Given two functions $f(\mathbf{x^TAx})$ and $g(\mathbf{x^TBx})$, consider the new function $h(\mathbf{x})=f(\mathbf{x^TAx})g(\mathbf{x^TBx})$. Can $h$ be a function with a quadratic argument of the form $\mathbf{x^TS_{A,B}x}$?
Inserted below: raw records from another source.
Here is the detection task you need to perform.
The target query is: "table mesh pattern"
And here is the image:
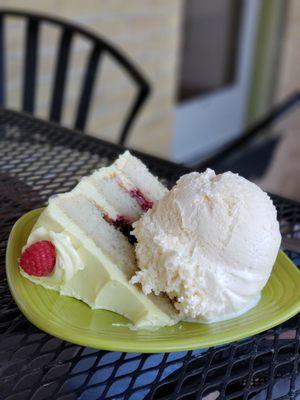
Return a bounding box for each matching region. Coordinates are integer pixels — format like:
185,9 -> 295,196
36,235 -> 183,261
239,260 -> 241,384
0,111 -> 300,400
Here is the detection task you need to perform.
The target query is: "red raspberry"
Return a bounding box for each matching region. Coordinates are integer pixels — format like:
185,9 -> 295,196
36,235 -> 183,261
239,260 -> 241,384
20,240 -> 56,276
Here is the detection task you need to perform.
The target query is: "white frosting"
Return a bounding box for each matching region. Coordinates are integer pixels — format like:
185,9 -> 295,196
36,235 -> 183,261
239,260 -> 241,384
132,170 -> 281,322
21,227 -> 84,285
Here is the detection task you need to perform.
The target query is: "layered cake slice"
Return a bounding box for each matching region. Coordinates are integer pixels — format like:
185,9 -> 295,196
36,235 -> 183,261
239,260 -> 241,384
20,152 -> 177,328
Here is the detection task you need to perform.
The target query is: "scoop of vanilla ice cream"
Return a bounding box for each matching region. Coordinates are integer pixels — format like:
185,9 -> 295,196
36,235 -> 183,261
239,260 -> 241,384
132,169 -> 281,322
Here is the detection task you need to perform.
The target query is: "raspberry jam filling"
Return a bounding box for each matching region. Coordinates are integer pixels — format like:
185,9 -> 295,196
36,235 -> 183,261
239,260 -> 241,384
103,213 -> 135,243
129,189 -> 153,212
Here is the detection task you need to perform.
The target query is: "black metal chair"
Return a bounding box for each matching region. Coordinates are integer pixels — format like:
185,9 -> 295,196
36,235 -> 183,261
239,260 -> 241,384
193,91 -> 300,175
0,9 -> 150,144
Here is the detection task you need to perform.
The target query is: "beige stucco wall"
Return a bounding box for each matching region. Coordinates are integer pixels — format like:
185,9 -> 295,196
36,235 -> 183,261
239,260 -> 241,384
277,0 -> 300,134
0,0 -> 181,157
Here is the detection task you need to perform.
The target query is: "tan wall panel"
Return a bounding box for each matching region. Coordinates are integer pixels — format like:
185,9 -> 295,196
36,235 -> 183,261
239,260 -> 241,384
0,0 -> 181,157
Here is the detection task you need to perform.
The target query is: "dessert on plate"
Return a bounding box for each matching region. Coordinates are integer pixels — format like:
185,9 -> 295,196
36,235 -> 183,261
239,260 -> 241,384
19,151 -> 281,329
19,152 -> 177,328
131,169 -> 281,322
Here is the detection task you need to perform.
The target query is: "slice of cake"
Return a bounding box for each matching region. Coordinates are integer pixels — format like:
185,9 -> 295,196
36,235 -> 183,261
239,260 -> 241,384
20,152 -> 177,328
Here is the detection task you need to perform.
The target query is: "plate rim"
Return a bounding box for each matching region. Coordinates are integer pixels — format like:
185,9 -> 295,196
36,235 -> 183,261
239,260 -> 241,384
5,208 -> 300,353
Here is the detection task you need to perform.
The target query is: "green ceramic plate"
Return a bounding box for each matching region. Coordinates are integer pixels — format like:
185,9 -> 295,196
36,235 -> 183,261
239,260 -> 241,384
6,209 -> 300,353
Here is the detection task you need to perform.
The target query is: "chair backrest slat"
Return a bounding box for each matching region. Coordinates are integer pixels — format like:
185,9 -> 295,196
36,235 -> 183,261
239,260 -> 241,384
74,43 -> 103,130
22,18 -> 40,114
0,8 -> 150,144
49,29 -> 73,122
0,15 -> 6,107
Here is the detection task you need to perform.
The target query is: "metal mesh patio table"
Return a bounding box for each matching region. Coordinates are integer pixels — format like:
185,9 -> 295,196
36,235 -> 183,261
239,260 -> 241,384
0,110 -> 300,400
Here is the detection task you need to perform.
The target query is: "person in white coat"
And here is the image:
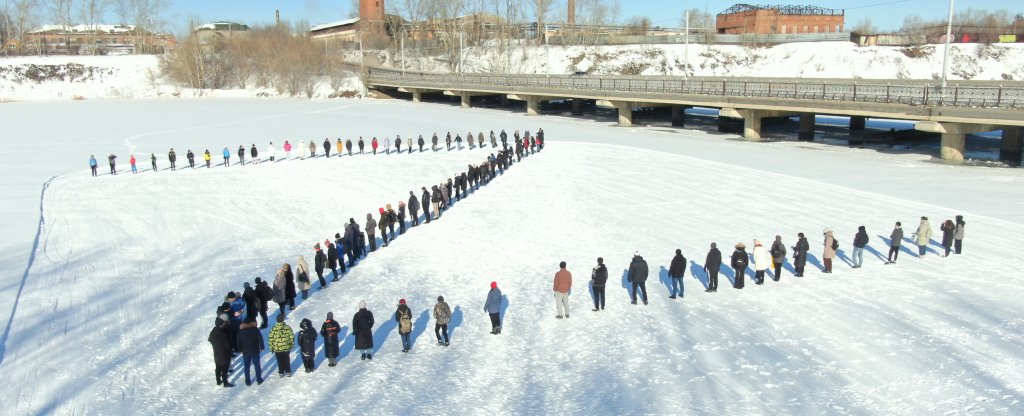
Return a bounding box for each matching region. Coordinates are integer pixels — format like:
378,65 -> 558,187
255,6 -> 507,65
754,240 -> 771,285
913,216 -> 932,258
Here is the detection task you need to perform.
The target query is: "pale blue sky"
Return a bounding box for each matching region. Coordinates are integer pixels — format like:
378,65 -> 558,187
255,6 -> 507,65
149,0 -> 1024,30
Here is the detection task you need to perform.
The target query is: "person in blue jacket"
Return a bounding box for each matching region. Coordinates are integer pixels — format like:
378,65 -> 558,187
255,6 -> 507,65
483,282 -> 502,335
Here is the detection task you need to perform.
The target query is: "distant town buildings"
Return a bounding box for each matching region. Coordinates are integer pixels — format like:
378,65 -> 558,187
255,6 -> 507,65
715,4 -> 846,35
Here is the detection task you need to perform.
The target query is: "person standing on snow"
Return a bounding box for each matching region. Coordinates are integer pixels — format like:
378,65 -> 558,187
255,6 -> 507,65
627,251 -> 648,304
297,317 -> 316,373
821,230 -> 839,273
705,243 -> 722,293
207,315 -> 234,387
352,300 -> 374,360
953,215 -> 967,254
295,254 -> 309,300
552,261 -> 572,319
793,233 -> 811,278
669,248 -> 686,299
313,243 -> 327,290
321,313 -> 341,367
238,321 -> 266,385
939,219 -> 956,257
852,225 -> 868,268
730,243 -> 751,289
754,239 -> 771,285
434,296 -> 452,346
483,282 -> 502,335
267,315 -> 295,377
589,257 -> 608,311
394,299 -> 413,352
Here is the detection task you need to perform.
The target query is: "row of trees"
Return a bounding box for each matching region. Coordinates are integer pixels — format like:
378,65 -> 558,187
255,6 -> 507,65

I know for exponential $f=e^{-\mathbf{x^TAx}}$ and $g=e^{-\mathbf{x^TBx}}$ it follows immediately that $h=e^{-\mathbf{x^T(A+B)x}}$. But in general, are there any conditions on $f$ and $g$ that result in an $h$ with quadratic argument even if $\mathbf{S_{A,B}}$ is unknown? For example if $f=e^{-\mathbf{x^TAx}}$ and $g=\frac{1}{1+\mathbf{x^TBx}}$, can we have $h=\frac{e^{-\mathbf{x^TAx}}}{1+\mathbf{x^TBx}}=h(\mathbf{x^TS_{A,B}x})$?
Thanks for any helps and hints.
PS: A simpler case where either $\mathbf{A}$ or $\mathbf{B}$ is the identity matrix would also be very helpful.